На пороге стояла женщина; ей было на вид немного за пятьдесят.

Незнакомец и женщина заговорили разом.

Старик робко спрашивал:

— Мы не очень поздно, дорогая Тереза?

А женщина ворчала:

— Из-за вас приходится так поздно ужинать, Жак!

— Ничего, ничего, это поправимо, — ласково отвечал незнакомец, затворяя дверь и забирая у Жильбера жестяную коробку.

— Как! У вас теперь рассыльный? — вскричала старуха. — Этого только недоставало! Вы что, уже не способны сами носить свою дурацкую траву? Рассыльный у господина Жака! Вы только поглядите! Господин Жак — знатный сеньор!

— Ну-ну, успокойся, Тереза, — отвечал тот, к кому она так грубо обращалась и кого называла Жаком; он стал бережно раскладывать свои травы на камине.

— Заплатите ему поскорее и выставьте за дверь: нам ни к чему соглядатаи.

Жильбер смертельно побледнел и порывисто шагнул к двери. Жак его удержал.

— Этот господин не рассыльный, — довольно твердо проговорил он, — и уж тем более не соглядатай. Он мой гость.

Старуха всплеснула руками.

— Гость? — вскрикнула она. — Этого нам только не хватало!

— Послушайте, Тереза, — продолжал незнакомец, по-прежнему ласково, однако в его голосе уже зазвенели металлические нотки, — зажгите свечу. Я утомился, и мы оба умираем от жажды.

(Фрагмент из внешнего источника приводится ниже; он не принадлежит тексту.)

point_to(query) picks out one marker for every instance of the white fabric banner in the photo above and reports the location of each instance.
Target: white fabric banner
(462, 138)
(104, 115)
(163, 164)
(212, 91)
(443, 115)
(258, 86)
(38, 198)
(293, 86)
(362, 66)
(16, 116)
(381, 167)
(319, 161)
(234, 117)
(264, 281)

Старуха громко вздохнула и затихла.

Она чиркнула огнивом, поднеся его к коробке с трутом; посыпались искры, и огонь занялся.

Весь этот разговор сопровождался вздохами, а затем наступило молчание; притихший Жильбер, не шевелясь, стоял у двери, словно пригвожденный, и уже искренне жалел о том, что переступил порог этого дома.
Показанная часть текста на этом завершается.